Майка вопросительно взглянула на подругу.
- Она говорит ему "Доминисик"! Представляешь?! Доминисик!
- На людях?…
- На людях! Вроде как без свидетелей, но чёрта с два! Там глухих нет. "Доминисик, я принесла распечатки"…
Негодование, принесённое Боженкой, со злорадным смешком зависло над столом.
Майка на минутку прекратила разливать вино, закрыла глаза, открыла и завершила операцию.
- По такому случаю нам бы спирту хлопнуть, а не благородного вина. Откуда информация?
- Анюта слышала собственными ушами. Да и не одна она!
- А что он?
- В этом-то и загвоздка. Анюта не уверена… Мне только кажется, что эти шампиньоны совсем несолёные? А так очень даже ничего.
- Не кажется. Несолёные. Солонка тоже у тебя под носом. В чём не уверена?
- Странный он какой-то. Вроде и смущённый, и счастливый, а с другого боку вроде как злой. Но довольный. По её словам, не разберёшь.
- Вот кретинка, - буркнула Майка и пригубила вина.

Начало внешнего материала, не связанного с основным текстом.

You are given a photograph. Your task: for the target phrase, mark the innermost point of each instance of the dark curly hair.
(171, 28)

- Кто? - удивилась Боженка. - Анюта?
- Нет, что ты. Вертижопка. Интересно, сколько Доминик с ней выдержит. Он терпеть не может идиотского сюсюканья, всяких уменьшительных имён и ласкательных прозвищ, а уж если и да, то не при всём честном народе, а в интимной обстановке, без посторонних. А эта дурында так и разливается соловьём, вот он и не знает, куда деваться. Анюта права, ему просто неудобно, дураком себя чувствует. Отличное шабли.